Le gouvernement grec a en effet saisi l’occasion de montrer sa
détermination en faisant voter par le Parlement la loi instituant une aide
humanitaire aux plus démunis. « La première a avoir été écrite en grec de ces
cinq dernières années au lieu d’avoir été traduite », a déclaré à la tribune
Alexis Tsipras avant que les députés de Nouvelle Démocratie et du Pasok
joignent leurs voix à celles de Syriza pour l’adopter. Les tickets
alimentaires et l’électricité gratuite seront distribués.
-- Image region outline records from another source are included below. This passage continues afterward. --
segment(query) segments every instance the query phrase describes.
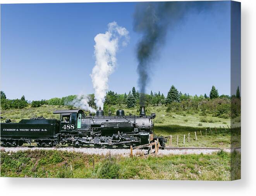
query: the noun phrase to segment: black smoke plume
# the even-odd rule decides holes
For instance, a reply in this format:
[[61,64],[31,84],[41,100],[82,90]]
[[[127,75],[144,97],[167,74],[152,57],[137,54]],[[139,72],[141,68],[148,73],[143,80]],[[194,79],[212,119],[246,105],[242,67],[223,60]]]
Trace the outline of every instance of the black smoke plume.
[[139,64],[140,103],[144,104],[144,94],[150,79],[151,68],[165,43],[167,30],[173,30],[186,19],[187,13],[208,10],[216,2],[170,2],[139,3],[134,14],[134,29],[142,34],[137,46]]

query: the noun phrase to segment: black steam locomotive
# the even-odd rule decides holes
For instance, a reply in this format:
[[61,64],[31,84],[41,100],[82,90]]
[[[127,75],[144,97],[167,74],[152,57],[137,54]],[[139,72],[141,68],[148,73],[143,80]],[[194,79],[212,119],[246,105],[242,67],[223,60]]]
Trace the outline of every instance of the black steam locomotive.
[[7,120],[1,123],[1,145],[21,146],[36,142],[39,147],[67,145],[113,146],[146,144],[158,139],[165,146],[163,137],[153,132],[155,113],[146,115],[141,107],[139,116],[125,116],[122,110],[116,116],[104,116],[100,107],[96,116],[87,115],[81,109],[53,112],[60,119],[23,119],[18,123]]

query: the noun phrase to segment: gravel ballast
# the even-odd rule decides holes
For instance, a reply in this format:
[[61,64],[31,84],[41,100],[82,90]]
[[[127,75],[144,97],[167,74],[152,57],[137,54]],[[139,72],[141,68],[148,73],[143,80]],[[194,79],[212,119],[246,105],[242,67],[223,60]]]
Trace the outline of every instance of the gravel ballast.
[[[38,148],[34,147],[33,148],[26,147],[2,147],[1,152],[17,152],[21,150],[55,150],[67,151],[69,152],[82,152],[88,154],[98,154],[107,155],[110,153],[113,155],[129,155],[131,153],[130,149],[108,149],[99,148],[72,148],[65,147],[56,148]],[[227,152],[230,152],[230,148],[224,148],[223,150]],[[190,154],[199,154],[202,153],[203,154],[210,154],[213,152],[217,152],[220,150],[219,149],[171,149],[168,150],[159,150],[158,155],[186,155]],[[241,148],[236,148],[235,150],[241,152]],[[154,150],[153,150],[154,151]],[[134,150],[133,155],[146,154],[148,153],[147,150]]]

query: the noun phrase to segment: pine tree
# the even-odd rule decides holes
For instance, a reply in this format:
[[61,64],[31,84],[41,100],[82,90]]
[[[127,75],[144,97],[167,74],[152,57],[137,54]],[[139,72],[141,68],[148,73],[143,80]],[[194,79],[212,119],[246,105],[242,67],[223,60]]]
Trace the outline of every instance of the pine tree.
[[214,86],[213,86],[210,92],[210,98],[212,99],[218,97],[219,94],[218,93],[218,90],[216,89]]
[[235,95],[235,97],[237,99],[240,99],[240,91],[239,90],[239,87],[237,87],[237,92]]
[[1,99],[6,99],[6,95],[4,92],[2,90],[1,91],[1,97],[0,97]]
[[165,99],[165,95],[163,95],[163,93],[162,93],[162,95],[161,95],[161,99],[163,99],[163,100],[164,100]]
[[173,85],[168,92],[166,97],[166,100],[165,100],[165,103],[166,104],[168,104],[172,102],[178,102],[179,101],[179,92],[174,86]]
[[126,94],[126,92],[124,93],[124,104],[126,104],[126,101],[127,100],[127,95]]
[[128,95],[127,96],[126,99],[126,104],[127,105],[127,107],[131,108],[135,106],[136,104],[136,99],[131,92],[129,92]]
[[137,96],[136,95],[136,90],[135,90],[135,87],[132,87],[132,95],[133,95],[133,97],[136,99],[137,98]]
[[21,97],[21,100],[22,101],[26,101],[26,99],[25,99],[25,96],[22,95],[22,96]]
[[207,95],[206,95],[206,93],[204,93],[204,97],[205,99],[207,99]]

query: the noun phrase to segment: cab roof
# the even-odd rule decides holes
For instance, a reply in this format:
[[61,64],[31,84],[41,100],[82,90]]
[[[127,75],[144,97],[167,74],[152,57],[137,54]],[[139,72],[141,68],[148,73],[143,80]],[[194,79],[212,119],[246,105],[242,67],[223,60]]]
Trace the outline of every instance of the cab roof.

Tout avait commencé par une lettre d’un haut fonctionnaire de la
Commission, qui s’opposait au vote. Il était vite désavoué – tout en
l’encensant – par le commissaire Pierre Moscovici dont il est le subordonné,
qui refusait le « faux procès » fait à la Commission et déclarait « nous
soutenons pleinement l’objectif d’aider les plus vulnérables dans la société
grecque, il n’est pas question d’un quelconque veto d’un projet de loi
humanitaire comme je l’ai vu rapporté dans certains médias ». Mais la lettre
de Declan Costello, le directeur général de la direction des affaires
économiques et financières (DG ECFIN) ne prêtait pas à équivoque, même si ses
termes étaient choisis (*). Elle pouvait difficilement être assumée, voilà
tout.
Pierre Moscovici n’est pas le seul à avoir le cœur serré en ces
circonstances. Encerclé par les manifestants venus de toute l’Europe à
l’occasion de l’inauguration du nouveau siège de 1,3 milliards d’euros de la
BCE à Francfort, Mario Draghi a déploré les accusations « sans doute injustes
» dont la banque centrale fait l’objet, tout en ajoutant devant sa centaine
d’invités : « Mais en tant que banque centrale pour l’ensemble de la zone
euro, nous devons écouter attentivement tout ce que les citoyens ont à dire.
(…) Les gens vivent des temps difficiles ».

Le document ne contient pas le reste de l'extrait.